Communities where shale drilling is planned to take place have understandably raised concerns about its impact in their local environment, pointing to evidence from the US about groundwater pollution and the use of toxic chemicals. A seismic event in 2011 at Preese Hall, outside Blackpool, further heightened concerns. In 2012, the Royal Society and the Royal Academy of Engineering produced an extensive report into shale gas extraction, which concluded that the risks associated with fracking could all be managed with suitable regulation and care.
We took evidence from a wide range of academics and industry experts from the UK and the USA, and from UK regulatory bodies. Based upon the broad range of evidence we received, there was general agreement that while an industrial process like drilling for shale gas brings with it a level of risk, these risks can be satisfactorily managed by scrupulous adherence to best practice. We can take advantage of some of the significant technological advances in the United States in recent years, which have improved safety, eliminated toxic chemicals and reduced water depletion.
Mining and drilling are not new activities in the UK; we have long experience of managing such activities well. The regulatory regime in the UK is in some ways more rigorous than in the US, and although it remains to be tested in the shale gas industry, its excellent record in regulating offshore and onshore oil exploration gave us confidence that the shale industry can be effectively regulated. Companies with the necessary finance and expertise stand ready to explore shale gas opportunities. At the highest level, the Government have voiced their enthusiasm. The Prime Minister wants to go “all out for shale”, the Chancellor is offering tax incentives and legislation has been introduced to allow companies to drill horizontally under adjacent land.
What, then, stands in the way of rapid development of this promising natural resource? In a word, it is bureaucracy. The regulatory regime is complex, unwieldy and slow with many government agencies sharing responsibility for approving fracking applications.
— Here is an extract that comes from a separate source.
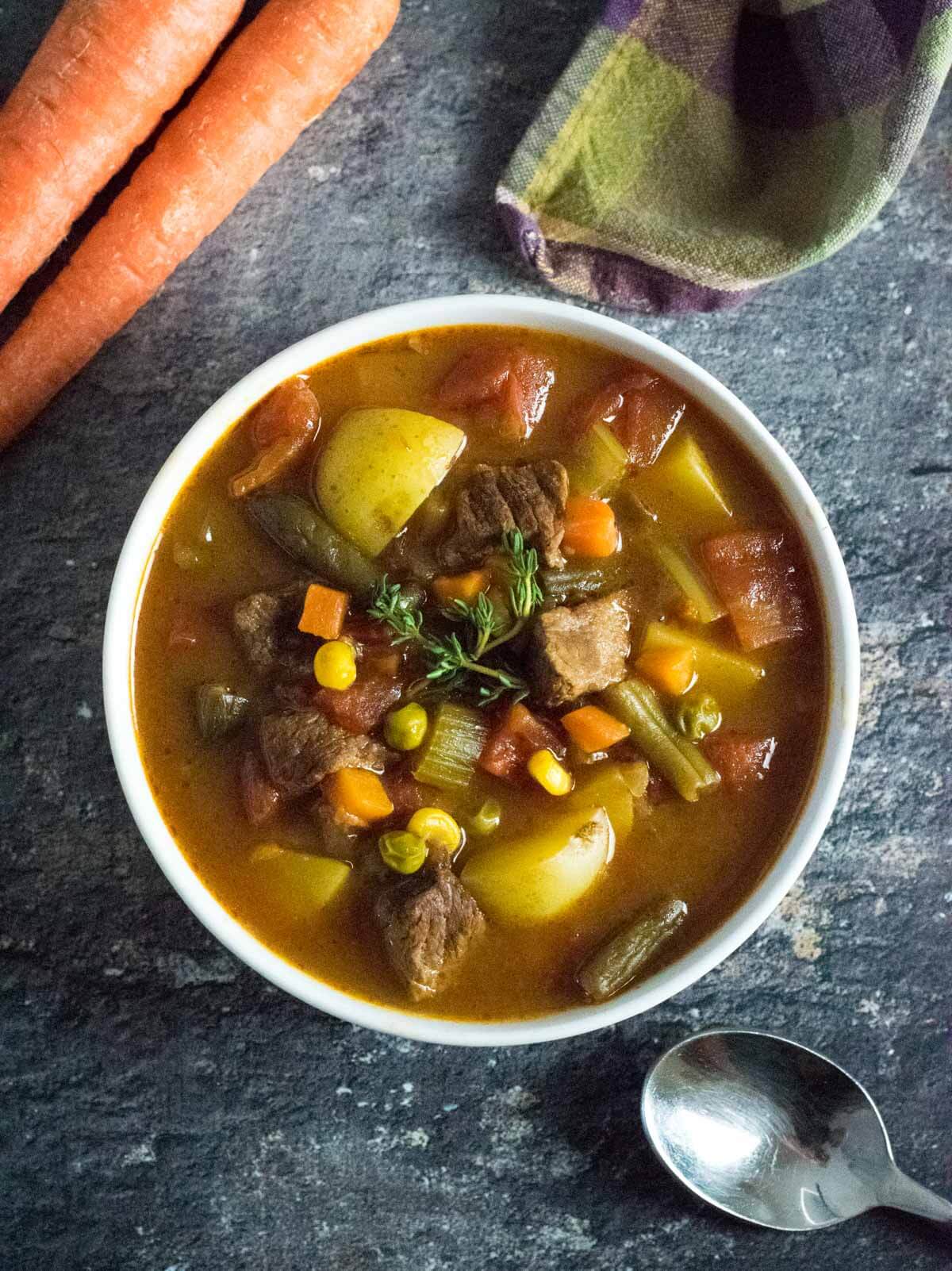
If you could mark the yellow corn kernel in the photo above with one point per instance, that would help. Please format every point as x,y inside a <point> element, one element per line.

The process is bedevilled by complexity; it lacks transparency, accountability and consistency. Cuadrilla, one of the companies seeking to drill for shale gas, estimated that it could take up to 16 months to navigate the process of obtaining permission to start drilling. We were told that local authorities were not adequately resourced to deal expeditiously with the approval process. Will the Government take steps to ensure that local authorities have the necessary resources?
We recommended that the Government appoint a lead regulator to address these shortcomings. To get an overall grip and provide authoritative leadership of this important opportunity, we also recommended that the Chancellor chairs a sub-committee of the Cabinet to turn the Government’s enthusiasm into action. The Department of Energy and Climate Change’s frankly flaccid, complacent response to our report provides ample evidence of why that leadership is so badly needed.